Mechanism Scope Purpose Trigger
etcd watch (reactive) Cross-step, cross-phase Detect state transitions, launch/check handlers External: CPA projector, admin action, another controller
Inner loop (proactive) Within a single pipeline Self-drive through all steps without external triggers Internal: PipelineExecutor.execute() loop

Reactive path — "Something changed, should I act?":

etcd key change → watch event → debounce → reconcile(session)
  → status routing → _handle_{status}()
  → check: handler running? → yes: no-op / no: start one

Proactive path — "I'm already acting, keep going":

LifecyclePhaseHandler._run()
  → PipelineExecutor.execute(pipeline_def, context)
    → for step in topological_order(steps):
        → evaluate skip_when
        → dispatch to _step_{handler}()
        → persist progress
        → collect outputs
    → return PipelineResult
  → _on_complete() → signal CPA → etcd write → triggers NEXT reactive cycle

The handler replaces what polling would do. In a polling model, each 30-second tick would re-enter reconcile() and advance one step. The handler instead runs a tight async for loop — it is the polling, just without the 30-second gaps.

Lifecycle phase transitions are the bridge: When a pipeline completes, the handler signals CPA (status transition), which writes to etcd, which triggers a watch event, which enters the reconciler for the next lifecycle phase. The chain is:

                ┌─── reactive ───┐      ┌── proactive ──┐
                │                │      │               │
watch event ──► reconcile() ──► handler ──► pipeline ──► steps
                                           │               │
                                           └── inner loop ─┘
                                              on_complete()
                                              CPA status change
                                              etcd projector write
                                              ┌─────▼─────┐
                                              │ watch event │ ◄── cycle repeats
                                              └────────────┘

Startup Recovery Without Polling

Question: If polling is disabled and the controller restarts, how are in-progress sessions recovered?

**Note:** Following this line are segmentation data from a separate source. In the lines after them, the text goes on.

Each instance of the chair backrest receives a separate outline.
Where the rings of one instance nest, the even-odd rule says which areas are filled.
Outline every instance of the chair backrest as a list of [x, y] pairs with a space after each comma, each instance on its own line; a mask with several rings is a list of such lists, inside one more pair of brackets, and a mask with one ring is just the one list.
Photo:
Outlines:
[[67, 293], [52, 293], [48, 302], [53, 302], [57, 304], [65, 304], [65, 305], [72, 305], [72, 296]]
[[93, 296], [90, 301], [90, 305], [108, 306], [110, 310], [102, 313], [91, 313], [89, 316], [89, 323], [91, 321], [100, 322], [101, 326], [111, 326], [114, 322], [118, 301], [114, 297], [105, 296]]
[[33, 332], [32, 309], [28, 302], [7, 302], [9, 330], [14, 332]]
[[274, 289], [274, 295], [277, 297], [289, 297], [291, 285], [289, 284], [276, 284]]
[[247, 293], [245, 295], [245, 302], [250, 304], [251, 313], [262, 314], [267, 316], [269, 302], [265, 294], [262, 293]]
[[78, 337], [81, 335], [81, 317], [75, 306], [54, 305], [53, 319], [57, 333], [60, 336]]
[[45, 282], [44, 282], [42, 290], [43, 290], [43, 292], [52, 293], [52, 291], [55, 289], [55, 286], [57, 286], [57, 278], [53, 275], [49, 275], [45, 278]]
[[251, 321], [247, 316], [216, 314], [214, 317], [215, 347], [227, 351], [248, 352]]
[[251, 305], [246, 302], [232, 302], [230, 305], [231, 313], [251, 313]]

Answer: The startup sweep (existing mechanism) handles this. WatchTriggeredHostedService performs a one-time _reconcile_all() when it becomes leader. This lists all non-terminal sessions and reconciles each one. Sessions that were mid-pipeline will have their instantiation_progress checkpoint — the PipelineExecutor resumes from the last completed step.

# In WatchTriggeredHostedService._step_up()
async def _step_up(self) -> None:
    """Called when this instance becomes leader."""
    await super()._step_up()
    # ... start watch stream ...
    # Startup sweep: reconcile all existing resources
    await self._reconcile_all()  # ← catches in-progress sessions

This means the system requires exactly two mechanisms:

  1. Startup sweep — catch everything that exists (crash recovery)
  2. Watch events — catch everything that changes (reactive)

No polling needed. The handler provides proactivity within a lifecycle phase.

Why Not a PipelineExecutor Loop That Mimics Polling?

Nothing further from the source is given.